Death be my witness, I love this man through this life, through all my lives.

“Let him go, Viola,” croons Grimm, and I lift my head up to face him. Across the clearing, he stands alone, hands clasped as he looks at us with glee.

Sylas coughs once, and I hold him closer. Blood is trickling down his jaw, and his breaths are now shallow, his lips turning blue. He cannot die. Railesza won’t let him. I won’t let him. Gods, take everything, but I beg you, don’t take him from me.

“Your love for him is pathetic,” Grimm mocks, his palms upturned at his sides.

“What do you even know about love, Grimm? When you sacrificed yours in pursuit of power that will never find you?” I say through gritted teeth. “Your name breeds fear across Draterra; you know nothing of love.”
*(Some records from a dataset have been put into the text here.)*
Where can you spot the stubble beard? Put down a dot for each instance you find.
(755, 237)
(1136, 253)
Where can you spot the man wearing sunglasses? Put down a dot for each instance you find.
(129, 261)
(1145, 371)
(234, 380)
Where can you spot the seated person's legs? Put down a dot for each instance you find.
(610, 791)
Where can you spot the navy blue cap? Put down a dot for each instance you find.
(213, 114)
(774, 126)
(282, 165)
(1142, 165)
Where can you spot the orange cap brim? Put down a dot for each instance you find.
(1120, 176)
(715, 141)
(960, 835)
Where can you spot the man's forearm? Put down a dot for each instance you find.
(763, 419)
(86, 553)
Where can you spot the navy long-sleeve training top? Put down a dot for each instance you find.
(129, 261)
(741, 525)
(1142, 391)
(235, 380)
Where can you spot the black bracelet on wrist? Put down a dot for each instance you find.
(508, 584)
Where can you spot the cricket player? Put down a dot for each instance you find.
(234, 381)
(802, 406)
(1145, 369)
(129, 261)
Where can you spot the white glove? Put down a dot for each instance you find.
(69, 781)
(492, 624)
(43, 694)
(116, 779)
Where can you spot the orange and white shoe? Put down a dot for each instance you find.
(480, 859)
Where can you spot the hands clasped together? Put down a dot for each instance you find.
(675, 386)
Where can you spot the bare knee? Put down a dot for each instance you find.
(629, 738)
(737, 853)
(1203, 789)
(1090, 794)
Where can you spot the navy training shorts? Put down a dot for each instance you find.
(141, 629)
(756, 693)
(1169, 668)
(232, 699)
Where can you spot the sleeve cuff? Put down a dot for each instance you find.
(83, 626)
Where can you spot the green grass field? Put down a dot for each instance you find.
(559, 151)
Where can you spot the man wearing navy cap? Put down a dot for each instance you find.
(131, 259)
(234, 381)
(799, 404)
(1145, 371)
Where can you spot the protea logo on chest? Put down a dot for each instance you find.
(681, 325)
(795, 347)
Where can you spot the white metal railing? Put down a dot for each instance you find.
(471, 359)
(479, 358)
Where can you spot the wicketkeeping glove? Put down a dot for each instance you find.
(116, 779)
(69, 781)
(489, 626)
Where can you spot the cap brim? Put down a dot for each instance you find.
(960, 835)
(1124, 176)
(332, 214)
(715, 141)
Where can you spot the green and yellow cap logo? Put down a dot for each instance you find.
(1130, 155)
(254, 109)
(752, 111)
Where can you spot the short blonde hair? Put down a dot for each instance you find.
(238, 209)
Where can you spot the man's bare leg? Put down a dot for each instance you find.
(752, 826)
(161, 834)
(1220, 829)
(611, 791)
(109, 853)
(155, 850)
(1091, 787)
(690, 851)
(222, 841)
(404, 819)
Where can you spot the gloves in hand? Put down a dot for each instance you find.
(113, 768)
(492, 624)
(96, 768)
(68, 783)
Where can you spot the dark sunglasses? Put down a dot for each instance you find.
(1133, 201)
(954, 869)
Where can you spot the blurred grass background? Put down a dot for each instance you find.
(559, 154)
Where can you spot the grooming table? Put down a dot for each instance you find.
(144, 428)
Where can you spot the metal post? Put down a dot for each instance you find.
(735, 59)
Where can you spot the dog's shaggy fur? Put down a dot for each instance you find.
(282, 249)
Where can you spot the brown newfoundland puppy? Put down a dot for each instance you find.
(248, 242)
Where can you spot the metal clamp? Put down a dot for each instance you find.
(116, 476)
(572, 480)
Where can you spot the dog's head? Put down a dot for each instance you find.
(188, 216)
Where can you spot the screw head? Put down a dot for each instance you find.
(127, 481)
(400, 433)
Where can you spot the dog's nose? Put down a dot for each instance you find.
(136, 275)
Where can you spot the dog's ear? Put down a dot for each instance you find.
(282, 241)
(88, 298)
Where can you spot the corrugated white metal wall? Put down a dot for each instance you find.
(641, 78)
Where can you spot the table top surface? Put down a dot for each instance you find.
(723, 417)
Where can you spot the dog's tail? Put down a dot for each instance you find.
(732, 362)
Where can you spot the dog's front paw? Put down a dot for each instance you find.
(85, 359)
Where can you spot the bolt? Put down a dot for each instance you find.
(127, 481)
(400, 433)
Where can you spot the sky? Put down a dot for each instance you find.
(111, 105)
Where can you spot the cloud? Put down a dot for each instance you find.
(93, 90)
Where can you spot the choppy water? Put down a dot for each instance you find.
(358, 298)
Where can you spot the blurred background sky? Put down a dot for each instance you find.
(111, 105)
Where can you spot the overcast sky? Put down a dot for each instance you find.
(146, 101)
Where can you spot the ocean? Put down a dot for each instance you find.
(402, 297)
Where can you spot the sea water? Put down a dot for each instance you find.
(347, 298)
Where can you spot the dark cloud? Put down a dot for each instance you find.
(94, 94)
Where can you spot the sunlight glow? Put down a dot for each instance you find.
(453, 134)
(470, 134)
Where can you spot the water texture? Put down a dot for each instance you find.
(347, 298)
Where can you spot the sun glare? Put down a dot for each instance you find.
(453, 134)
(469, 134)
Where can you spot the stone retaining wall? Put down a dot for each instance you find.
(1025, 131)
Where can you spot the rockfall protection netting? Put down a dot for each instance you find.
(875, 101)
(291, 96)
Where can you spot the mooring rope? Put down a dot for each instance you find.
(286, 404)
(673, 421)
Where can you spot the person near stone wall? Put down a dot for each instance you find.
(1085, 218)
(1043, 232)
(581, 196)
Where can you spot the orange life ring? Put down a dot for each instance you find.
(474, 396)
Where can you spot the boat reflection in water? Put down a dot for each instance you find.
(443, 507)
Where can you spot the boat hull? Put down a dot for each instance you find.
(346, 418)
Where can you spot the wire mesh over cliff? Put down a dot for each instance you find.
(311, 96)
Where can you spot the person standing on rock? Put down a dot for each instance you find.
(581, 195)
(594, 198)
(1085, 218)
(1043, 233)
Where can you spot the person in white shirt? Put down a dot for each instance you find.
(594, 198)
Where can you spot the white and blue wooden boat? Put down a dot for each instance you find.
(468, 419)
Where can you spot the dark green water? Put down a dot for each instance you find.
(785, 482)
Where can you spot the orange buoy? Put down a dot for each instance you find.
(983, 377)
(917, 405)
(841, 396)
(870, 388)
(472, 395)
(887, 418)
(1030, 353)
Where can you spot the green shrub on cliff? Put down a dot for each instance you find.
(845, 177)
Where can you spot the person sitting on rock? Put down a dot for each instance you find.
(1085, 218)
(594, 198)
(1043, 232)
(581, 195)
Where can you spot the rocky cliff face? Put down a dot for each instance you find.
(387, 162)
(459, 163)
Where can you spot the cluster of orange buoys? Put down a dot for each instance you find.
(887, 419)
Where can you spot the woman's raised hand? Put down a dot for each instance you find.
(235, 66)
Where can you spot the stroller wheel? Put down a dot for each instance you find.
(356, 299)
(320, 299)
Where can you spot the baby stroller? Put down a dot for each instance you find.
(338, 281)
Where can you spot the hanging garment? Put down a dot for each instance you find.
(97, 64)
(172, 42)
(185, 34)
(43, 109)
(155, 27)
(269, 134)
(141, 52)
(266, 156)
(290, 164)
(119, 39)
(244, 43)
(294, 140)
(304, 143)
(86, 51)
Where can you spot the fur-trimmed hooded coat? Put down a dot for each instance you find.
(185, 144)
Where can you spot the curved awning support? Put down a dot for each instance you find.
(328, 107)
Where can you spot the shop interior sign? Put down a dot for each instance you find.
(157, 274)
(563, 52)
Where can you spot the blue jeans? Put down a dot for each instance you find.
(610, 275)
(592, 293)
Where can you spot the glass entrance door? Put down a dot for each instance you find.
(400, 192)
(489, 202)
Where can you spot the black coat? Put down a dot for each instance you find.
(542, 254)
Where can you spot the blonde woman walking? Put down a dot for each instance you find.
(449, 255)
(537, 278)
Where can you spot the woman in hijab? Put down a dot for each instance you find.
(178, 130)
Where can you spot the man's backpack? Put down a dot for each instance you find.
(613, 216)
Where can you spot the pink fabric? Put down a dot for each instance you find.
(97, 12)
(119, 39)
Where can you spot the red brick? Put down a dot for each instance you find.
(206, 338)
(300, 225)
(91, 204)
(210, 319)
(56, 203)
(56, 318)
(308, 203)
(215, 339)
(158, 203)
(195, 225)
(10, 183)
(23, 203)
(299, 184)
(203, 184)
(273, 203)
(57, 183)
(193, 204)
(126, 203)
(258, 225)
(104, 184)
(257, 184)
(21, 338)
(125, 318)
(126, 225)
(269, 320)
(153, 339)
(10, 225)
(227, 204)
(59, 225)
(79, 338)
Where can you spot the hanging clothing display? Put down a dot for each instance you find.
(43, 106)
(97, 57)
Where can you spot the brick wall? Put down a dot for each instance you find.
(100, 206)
He shakes his head, a slow smile creeping across his wicked lips. “Love is a necessary sacrifice, darling Viola.”

He closes his fingers, and three claws pierce through Sylas’s chest from the ground.

I don’t hear myself scream, but I am certain that I do.

Time moves so slowly, yet so fast. One of Grimm’s undead drags me away from Sylas, slamming me against a tree a few feet back. The unmistakable sound of my bones breaking fills the air, but I drag myself forward, crawling toward Sylas.

Seconds later, a second undead grabs Railesza and, despite her struggles, cages her to the ground within its claws.

Sylas will die without her healing. I fight back, kicking and reaching for him, but it’s futile.

The undead digs its claws into my ankles, nailing me to the ground.

I howl in pain, tears stinging my eyes. Railesza’s questioning gaze meets mine as she tries to slip out of the cage of bones, but we’re trapped.

And Sylas is dying.

“Ysenia, promise you won’t leave him alone,” I plead, hoping she hears me even if I cannot hear her. I am a Mortemagi. Even if he dies, I will bring him back.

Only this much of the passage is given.